В верхнем углу комнаты иконы. Бабушкины боги, все худощавые, голодные, строгие. Даже у богородицы и младенца щеки бледные, без румянца. Перед иконами зеленая стеклянная лампадка с маслом, она зажжена день и ночь. Зачем? Наверно, чтобы богам было светло

и

не страшно.

Папа и Сева уже в Ленинграде, а Маша с мамой и Володей по пути заехали в гости к бабушке, папиной маме. Она живет в маленьком деревянном городке, при ней — ее двоюродная сестра Глафира Ивановна. Обе старушки ходят в черном, на головах у них в будни черные ситцевые платки, в праздник — черные кружевные шали. Они староверки.

Бабушкины сыновья все разъехались по разным городам и оттуда посылают ей деньги на жизнь. На эти деньги бабушка и живет вместе с Глафирой Ивановной. Навещают ее редко. Илье некогда, заводские дела не пускают, Тимофей — артист, всё время в разъездах, Леонид учительствует на Урале, далеко отсюда.

Бабушка рада приезду внуков. Маленького Володьку она видит впервые. Машеньку ей привозили показать, когда девочке было шесть месяцев. Бабушка взяла ее тогда на руки, стала забавлять и увидела, что на девочке нет креста. Борис Петрович и Анна Васильевна смутились, начали что-то говорить о прогрессе, о праве каждого на свой образ мыслей. Бабушка оглядела их с осуждением и, ни слова не говоря, на другой день окрестила внучку. «Каково мне было перед батюшкой, — корила она сына. — Младенец-то ваш все размеры приличные перерос, срам один. Спасибо, батюшка знакомый, долго не рассуждал. Окунул девку в воду и дело с концом. Она — орать, да уж поздно: крещеная…»

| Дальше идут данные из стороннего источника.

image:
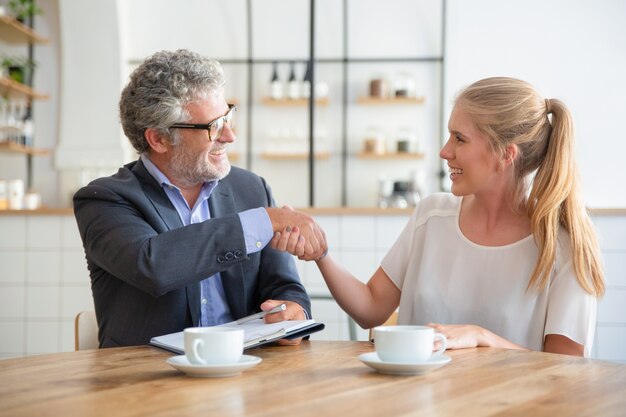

На Володе тоже нет креста, но мама теперь научена горьким опытом: свекровь — старуха упрямая, ее не переспоришь. Староверка, из тех, что живьем себя сжигали в знак протеста против петровых новшеств. И мама вежливо обманывает бабушку: «Крестили Володеньку, да вот затерялся крестик где-то…» Бабушка тотчас достает из круглой жестяной коробочки серебряный крестик и вешает Володьке на шею. Он удивлен — в первый раз видит такую игрушку. Хватает руками, теребит. Мама сидит молча, опустив глаза. Она знает, что врать нехорошо, но ведь иногда приходится…

— С дороги в баньку надо бы, — говорит бабушка. — Вот Глафира отведет вас, тут недалеко. А внучка я вам не дам. Сама его вымою, дома.

Глафира Ивановна ведет Машу и маму в баню. Маша никогда не была в бане: дома ее всегда купали в большом деревянном корыте. Отчего-то становится ужасно стыдно: все раздеваются без стеснения, и Маша раздевается. Она боязливо входит из предбанника в мыльную, держа в руке бабушкин зеленый эмалированный таз. Глафира бесцеремонно оглядывает ее, приторно улыбаясь.